Angela Barnicle, director of city development at Leeds council, gave The Sunday Times a power walking tour around the new Square Mile, bombarding us with business names, projects, places to go, things to do, projects in hand and thousands of enthused words.

“Diversity is what gives the financial/professional services sector [in Leeds] its real strength,” she said. “It feeds alongside digital, health [tech], a compelling culture offer and affordability; [housing] price points mean everybody can afford to live here, whether entry-level apprentices or a partner in charge of the practice.”

Alongside her was Ridyard at the WYCA, who said: “Leeds is the agile, funky sibling to the City of London, attracting the best talent and most forward-thinking firms. Our message is clear: the future of financial services is here, and it’s built on a foundation of genuine innovation and collaboration.”

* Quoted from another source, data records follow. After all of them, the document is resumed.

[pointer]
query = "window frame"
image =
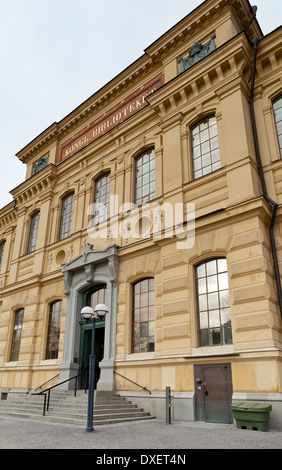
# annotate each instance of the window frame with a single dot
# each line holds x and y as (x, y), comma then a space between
(278, 123)
(63, 233)
(149, 322)
(53, 336)
(16, 337)
(33, 231)
(139, 200)
(2, 251)
(98, 216)
(210, 158)
(211, 306)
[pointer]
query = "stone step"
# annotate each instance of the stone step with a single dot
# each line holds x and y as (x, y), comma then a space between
(65, 408)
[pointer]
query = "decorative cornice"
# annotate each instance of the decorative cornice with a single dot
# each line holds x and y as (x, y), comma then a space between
(136, 72)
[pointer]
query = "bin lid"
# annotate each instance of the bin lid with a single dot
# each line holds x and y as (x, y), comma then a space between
(251, 406)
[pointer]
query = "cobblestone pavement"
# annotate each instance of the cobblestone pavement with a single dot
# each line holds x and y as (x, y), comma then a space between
(153, 434)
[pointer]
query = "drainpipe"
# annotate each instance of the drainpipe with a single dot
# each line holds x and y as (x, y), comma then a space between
(272, 204)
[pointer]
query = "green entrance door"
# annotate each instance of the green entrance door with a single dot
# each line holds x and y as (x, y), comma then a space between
(91, 298)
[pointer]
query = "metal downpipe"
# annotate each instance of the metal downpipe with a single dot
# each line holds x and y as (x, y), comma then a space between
(272, 203)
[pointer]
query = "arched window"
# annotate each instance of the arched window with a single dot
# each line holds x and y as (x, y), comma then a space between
(213, 305)
(102, 198)
(145, 177)
(143, 316)
(17, 334)
(33, 232)
(66, 216)
(2, 249)
(54, 326)
(277, 107)
(205, 146)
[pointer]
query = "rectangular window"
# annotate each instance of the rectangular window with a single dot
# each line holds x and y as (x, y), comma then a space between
(102, 199)
(145, 177)
(205, 146)
(143, 334)
(2, 249)
(17, 334)
(33, 233)
(66, 217)
(213, 305)
(53, 337)
(277, 106)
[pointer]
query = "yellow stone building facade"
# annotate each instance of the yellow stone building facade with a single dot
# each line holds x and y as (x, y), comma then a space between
(186, 142)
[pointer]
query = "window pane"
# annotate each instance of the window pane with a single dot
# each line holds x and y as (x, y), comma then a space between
(53, 337)
(2, 248)
(277, 106)
(205, 140)
(214, 317)
(33, 233)
(145, 177)
(143, 324)
(16, 338)
(66, 217)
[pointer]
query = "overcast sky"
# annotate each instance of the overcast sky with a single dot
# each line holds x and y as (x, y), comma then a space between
(56, 53)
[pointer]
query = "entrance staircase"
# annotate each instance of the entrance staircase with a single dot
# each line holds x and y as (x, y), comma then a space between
(64, 408)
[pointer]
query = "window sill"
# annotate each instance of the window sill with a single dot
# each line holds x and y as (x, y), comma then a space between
(208, 351)
(140, 356)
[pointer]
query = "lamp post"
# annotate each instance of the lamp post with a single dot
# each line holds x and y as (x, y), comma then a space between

The WYCA has a £7 billion growth strategy and everything in it, she said, is connected — work, leisure and homes, with public transport putting the likes of the Yorkshire Dales 15 minutes away.

Mark Burton, Lloyds Bank’s managing director, head of UK regions, recalled working in the northwest, where business leaders and investors would often be “boasting about successes and hatching deals”.

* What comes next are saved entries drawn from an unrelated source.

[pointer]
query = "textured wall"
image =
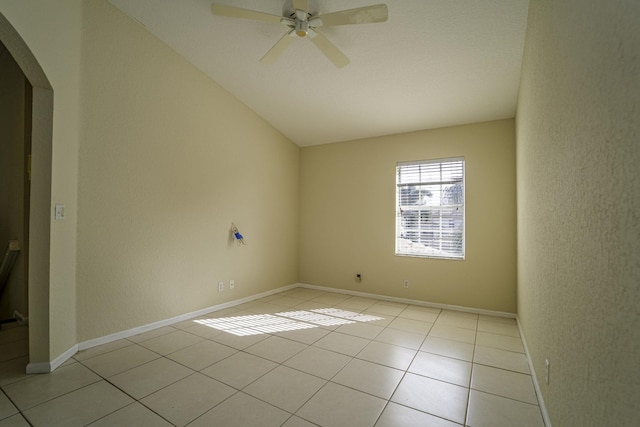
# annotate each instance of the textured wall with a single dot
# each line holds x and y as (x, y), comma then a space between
(348, 217)
(12, 170)
(168, 160)
(49, 49)
(578, 157)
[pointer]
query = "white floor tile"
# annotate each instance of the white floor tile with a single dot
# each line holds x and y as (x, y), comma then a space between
(276, 349)
(341, 343)
(387, 354)
(134, 414)
(171, 342)
(488, 410)
(434, 397)
(452, 332)
(114, 362)
(504, 383)
(413, 365)
(37, 389)
(242, 410)
(442, 368)
(285, 388)
(378, 380)
(502, 342)
(150, 377)
(339, 406)
(187, 399)
(395, 415)
(203, 354)
(450, 348)
(401, 338)
(504, 359)
(240, 369)
(80, 407)
(410, 325)
(319, 362)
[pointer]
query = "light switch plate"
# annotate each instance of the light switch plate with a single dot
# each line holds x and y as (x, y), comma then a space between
(59, 212)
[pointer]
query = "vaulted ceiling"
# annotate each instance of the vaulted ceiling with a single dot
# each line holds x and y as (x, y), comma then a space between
(434, 63)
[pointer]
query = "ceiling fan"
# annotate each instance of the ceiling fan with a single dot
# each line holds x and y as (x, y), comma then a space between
(302, 23)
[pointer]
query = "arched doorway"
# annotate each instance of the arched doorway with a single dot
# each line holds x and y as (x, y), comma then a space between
(40, 198)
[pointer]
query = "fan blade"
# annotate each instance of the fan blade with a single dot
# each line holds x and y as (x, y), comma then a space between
(278, 48)
(329, 49)
(236, 12)
(360, 15)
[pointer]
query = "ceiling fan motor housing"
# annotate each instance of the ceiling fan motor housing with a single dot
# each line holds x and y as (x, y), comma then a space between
(302, 28)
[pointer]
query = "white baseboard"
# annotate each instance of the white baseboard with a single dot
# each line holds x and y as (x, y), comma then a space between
(46, 367)
(411, 301)
(536, 385)
(167, 322)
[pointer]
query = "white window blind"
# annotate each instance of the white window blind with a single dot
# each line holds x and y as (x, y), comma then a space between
(430, 208)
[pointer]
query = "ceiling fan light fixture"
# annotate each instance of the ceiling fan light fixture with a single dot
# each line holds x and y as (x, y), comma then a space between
(302, 28)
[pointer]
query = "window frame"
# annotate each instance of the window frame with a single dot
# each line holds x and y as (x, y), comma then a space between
(429, 209)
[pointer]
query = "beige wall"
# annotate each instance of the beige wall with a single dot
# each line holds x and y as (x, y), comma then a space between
(348, 217)
(168, 161)
(12, 172)
(51, 32)
(578, 157)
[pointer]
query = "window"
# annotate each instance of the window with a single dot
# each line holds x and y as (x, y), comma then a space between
(430, 209)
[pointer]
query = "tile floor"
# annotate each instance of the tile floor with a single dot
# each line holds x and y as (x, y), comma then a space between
(302, 357)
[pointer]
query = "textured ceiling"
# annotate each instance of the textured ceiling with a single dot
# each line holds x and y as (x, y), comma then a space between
(434, 63)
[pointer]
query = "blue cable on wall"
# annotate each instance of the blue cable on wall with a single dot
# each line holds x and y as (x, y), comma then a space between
(236, 233)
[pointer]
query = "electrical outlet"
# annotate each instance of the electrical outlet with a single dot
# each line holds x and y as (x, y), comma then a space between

“They certainly weren’t shy,” he said. By contrast, “in West Yorkshire 10 or 15 years ago, it was more understated. People were doing fantastically well but wouldn’t shout about it.”

Portrait of Angela Barnicle at Aire Park Leeds.

Angela Barnicle at Leeds city council says “diversity is what gives the financial/professional services sector its real strength”

MATTHEW LLOYD FOR THE SUNDAY TIMES

That, he added, changed when Riordan saw what noisy neighbour Manchester was doing; instead of competing, he urged Leeds to “take Manchester’s best bits” and adapt them to suit its own ambitions.

But is Leeds’ potential being fully realised? It is, after all, the biggest city in Europe without a light rail system, and the WYCA is throwing resources at improving bus services.

Phil Murden, senior partner at the professional services firm KPMG in Leeds, said: “This is not some tiddly city — this is a region of substance.” But he admitted that the problem of poor public transport had to be addressed. Spades are due to hit the ground for a new tram network in 2028.

“Leeds has been massively successful without a mass transit system. When we get the tram system, it’ll be fantastic,” said Murden. “We’ve got 1,100 people in KPMG Leeds, commuting from different areas, our clients the same. So the new tram network will make a huge difference. As will bus reform, which the West Yorkshire Combined Authority are driving.”

But what is Leeds’ answer to the City of London’s social scene?

A Leeds-based former Treasury employee struggled to identify the go-to after-work bars, or confirm any degree of drinking culture. “Actually, a really popular event I went to was a beekeeping tutorial on the roof of one of the Wellington Place towers,” he said.